Carolina Beach Town Councilman Bob Lewis says he made a mistake voting for the road diet project last year and says Town Council didn't really know what it was getting into.

"Since we've implemented the road diet, it's really been a traffic nightmare for the residents, the business owners, the tourists, so now we're really affecting everybody," Lewis said.

Ever since the road diet slimmed down Lake Park Blvd. from four lanes to three, there have been heavy backups, which only get worse on weekends. Lewis says the diet has had no real positive impacts.

"The information we received from our consulting company on transportation consulting, I think lacked a lot of depth in the research so we came up a little short basically on what we were really voting on," Lewis said.

He says along with the safety hazards from the bike lanes, the traffic has gotten so bad that now tourists don't even want to come into town.

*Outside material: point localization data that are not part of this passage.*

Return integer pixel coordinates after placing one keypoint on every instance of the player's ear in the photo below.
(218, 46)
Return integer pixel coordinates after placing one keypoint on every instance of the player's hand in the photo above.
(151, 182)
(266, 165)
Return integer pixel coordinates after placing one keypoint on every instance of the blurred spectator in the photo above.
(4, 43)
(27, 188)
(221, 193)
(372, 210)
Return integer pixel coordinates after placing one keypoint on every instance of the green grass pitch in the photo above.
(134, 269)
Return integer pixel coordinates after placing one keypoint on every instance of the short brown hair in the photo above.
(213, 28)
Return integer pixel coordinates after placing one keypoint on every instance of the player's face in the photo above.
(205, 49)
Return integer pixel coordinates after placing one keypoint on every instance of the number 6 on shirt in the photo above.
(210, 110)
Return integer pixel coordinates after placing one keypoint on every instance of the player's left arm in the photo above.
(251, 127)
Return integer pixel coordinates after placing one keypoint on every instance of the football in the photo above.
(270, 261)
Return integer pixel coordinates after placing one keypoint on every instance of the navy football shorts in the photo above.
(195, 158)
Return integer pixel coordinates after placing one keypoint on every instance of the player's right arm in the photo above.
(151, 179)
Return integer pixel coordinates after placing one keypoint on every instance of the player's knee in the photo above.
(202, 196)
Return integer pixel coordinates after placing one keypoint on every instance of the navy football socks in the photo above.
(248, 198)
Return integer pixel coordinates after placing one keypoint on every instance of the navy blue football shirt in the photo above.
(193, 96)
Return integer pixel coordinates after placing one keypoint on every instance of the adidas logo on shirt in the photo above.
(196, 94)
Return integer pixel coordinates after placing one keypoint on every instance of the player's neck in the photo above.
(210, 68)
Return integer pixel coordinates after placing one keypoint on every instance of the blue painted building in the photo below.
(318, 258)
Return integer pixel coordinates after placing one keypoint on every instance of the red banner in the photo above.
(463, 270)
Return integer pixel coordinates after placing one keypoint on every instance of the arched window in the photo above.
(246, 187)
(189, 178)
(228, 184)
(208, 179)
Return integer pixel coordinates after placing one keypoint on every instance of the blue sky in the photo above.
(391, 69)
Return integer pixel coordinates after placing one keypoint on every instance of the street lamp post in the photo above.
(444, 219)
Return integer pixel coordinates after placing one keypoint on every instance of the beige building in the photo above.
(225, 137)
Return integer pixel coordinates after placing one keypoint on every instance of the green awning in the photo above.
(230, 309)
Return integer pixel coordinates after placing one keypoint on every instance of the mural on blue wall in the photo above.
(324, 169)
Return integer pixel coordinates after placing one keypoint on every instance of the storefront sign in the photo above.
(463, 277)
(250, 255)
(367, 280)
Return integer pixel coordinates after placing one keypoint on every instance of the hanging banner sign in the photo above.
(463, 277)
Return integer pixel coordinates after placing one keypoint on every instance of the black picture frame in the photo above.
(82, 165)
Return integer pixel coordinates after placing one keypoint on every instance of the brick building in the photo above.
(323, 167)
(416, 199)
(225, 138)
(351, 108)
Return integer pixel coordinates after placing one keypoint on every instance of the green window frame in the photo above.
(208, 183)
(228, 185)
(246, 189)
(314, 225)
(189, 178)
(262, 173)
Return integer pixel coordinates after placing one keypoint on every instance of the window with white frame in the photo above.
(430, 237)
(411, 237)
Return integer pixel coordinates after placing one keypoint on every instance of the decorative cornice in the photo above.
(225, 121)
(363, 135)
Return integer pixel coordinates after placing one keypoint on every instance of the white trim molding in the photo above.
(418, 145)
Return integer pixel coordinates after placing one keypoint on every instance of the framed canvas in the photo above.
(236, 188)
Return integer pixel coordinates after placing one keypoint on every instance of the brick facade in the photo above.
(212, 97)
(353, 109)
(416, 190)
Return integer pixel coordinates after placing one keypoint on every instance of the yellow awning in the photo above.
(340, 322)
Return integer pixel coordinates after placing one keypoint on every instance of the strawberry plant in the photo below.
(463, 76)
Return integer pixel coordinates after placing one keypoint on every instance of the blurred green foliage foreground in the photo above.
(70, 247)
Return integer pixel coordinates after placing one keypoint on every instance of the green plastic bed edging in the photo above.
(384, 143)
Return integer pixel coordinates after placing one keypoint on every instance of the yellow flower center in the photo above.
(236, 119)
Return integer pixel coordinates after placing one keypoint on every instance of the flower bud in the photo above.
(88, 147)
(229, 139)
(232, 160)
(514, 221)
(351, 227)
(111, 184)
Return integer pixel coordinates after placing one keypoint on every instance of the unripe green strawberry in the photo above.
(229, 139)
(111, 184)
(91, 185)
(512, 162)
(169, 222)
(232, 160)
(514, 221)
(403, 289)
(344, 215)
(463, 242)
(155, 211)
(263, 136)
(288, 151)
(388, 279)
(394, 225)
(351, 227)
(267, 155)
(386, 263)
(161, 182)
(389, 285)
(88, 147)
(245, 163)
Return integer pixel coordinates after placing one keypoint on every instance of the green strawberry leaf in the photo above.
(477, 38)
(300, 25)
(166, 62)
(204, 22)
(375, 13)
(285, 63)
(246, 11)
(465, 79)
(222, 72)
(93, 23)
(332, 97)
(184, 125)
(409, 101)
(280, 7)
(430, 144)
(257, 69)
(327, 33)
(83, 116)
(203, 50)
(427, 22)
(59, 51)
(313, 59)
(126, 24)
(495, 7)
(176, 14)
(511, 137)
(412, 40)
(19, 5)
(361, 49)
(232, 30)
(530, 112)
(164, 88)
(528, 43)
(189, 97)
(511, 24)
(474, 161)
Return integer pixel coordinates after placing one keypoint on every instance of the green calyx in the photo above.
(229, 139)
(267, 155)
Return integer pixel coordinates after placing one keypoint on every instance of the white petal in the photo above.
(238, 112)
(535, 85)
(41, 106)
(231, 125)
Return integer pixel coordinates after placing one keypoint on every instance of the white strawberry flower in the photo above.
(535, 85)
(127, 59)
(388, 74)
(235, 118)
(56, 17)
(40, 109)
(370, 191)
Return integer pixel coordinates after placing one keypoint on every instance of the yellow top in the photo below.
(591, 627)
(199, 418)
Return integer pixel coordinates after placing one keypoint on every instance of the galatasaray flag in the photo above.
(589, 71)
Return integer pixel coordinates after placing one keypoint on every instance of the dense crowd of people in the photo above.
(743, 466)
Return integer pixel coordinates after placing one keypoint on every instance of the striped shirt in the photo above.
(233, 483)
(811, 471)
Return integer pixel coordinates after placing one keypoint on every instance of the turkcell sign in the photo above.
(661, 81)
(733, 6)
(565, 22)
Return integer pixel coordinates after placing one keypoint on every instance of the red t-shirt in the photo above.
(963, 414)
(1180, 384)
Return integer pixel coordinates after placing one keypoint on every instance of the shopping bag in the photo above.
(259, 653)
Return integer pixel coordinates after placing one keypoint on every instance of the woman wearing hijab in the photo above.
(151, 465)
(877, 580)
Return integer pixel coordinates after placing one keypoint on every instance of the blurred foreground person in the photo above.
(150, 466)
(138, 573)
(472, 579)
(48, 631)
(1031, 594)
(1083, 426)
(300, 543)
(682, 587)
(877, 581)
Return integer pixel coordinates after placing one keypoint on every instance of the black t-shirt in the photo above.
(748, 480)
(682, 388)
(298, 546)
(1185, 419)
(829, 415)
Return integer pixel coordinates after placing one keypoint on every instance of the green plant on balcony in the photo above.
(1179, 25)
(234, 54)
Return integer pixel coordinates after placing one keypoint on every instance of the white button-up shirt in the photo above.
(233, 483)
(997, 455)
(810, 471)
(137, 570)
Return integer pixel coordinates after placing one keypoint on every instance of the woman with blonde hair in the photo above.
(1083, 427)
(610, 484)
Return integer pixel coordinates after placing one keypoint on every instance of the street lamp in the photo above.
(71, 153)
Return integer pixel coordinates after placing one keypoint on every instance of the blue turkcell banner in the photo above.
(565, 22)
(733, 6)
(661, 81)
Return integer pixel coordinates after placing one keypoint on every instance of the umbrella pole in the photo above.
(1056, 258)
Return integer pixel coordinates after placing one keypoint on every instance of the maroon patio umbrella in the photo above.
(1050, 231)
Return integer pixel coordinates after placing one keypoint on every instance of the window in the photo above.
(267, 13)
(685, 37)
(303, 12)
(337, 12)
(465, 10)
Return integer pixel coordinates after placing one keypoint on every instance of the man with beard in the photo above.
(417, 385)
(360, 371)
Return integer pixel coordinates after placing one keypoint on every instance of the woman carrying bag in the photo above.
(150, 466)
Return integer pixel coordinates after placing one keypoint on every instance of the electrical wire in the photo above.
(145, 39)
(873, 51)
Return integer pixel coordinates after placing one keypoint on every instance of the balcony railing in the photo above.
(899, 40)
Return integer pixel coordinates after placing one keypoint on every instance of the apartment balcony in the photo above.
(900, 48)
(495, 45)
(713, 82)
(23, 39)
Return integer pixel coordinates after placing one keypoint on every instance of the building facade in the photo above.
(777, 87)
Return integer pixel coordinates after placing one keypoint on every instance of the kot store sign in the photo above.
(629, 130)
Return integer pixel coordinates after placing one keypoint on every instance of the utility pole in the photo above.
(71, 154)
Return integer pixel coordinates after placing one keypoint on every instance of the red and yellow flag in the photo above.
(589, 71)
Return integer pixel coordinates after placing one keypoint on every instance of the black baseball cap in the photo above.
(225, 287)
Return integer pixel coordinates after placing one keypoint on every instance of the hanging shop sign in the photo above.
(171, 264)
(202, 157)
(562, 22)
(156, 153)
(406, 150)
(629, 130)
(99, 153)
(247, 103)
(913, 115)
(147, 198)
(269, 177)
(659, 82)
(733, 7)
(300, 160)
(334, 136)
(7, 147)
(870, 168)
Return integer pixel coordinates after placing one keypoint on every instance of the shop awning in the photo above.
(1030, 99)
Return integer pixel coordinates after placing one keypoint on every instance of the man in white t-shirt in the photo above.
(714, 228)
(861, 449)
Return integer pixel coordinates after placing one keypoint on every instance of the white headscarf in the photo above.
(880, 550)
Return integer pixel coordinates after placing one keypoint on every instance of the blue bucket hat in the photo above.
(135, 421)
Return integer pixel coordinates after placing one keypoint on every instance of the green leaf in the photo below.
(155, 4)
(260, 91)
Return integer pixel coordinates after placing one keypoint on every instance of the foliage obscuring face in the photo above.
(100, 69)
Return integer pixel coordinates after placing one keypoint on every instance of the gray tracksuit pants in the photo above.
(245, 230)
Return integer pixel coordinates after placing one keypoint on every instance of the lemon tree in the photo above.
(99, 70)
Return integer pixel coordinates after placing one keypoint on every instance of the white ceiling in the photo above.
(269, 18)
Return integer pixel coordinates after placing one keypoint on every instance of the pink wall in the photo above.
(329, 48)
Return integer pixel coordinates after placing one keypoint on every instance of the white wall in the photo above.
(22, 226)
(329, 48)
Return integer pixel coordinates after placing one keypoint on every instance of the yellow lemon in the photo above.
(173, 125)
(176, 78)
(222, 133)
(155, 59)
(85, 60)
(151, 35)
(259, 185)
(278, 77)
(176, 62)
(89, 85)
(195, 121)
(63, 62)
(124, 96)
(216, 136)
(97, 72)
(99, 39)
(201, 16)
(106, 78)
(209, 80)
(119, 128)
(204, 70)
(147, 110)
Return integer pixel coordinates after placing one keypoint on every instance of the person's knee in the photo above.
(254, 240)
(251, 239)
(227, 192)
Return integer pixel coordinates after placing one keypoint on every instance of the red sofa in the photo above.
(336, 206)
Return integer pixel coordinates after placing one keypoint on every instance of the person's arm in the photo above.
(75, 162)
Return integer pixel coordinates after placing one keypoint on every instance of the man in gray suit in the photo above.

"They come up here to get some entertainment, but they just don't come now because the road's so bad that they just stay back in their condo or their hotel," he said.

Dylan McCleary says this is his second vacation in Carolina Beach. He says when he came two years ago, traffic was not nearly as bad.

"It feels like traffic is a little bit compacted, but my little brother felt like it was a little hard to get in and out of parking lots," McCleary said.

However, McCleary says the traffic is not bad enough to stop him from coming back.

"It's just a destination," he said. "I don't think one road is going to change people's minds about it."

Lewis says after meeting with the North Carolina Department of Transportation a few weeks ago, the town came up with a plan to restructure the road at a cost of about $164,000.

"It's really like a hard coat slurry you put on top of this," Lewis said of the roadwork. "You don't have to grind the surface up and resurface the entire road bed, but it also provides additional value in that it's going to give us extended value of the road bed itself."

Lewis says that Town Council will have a vote tomorrow night to decide whether the road will return to four lanes. Council will also discuss the DOT's plan to restructure it.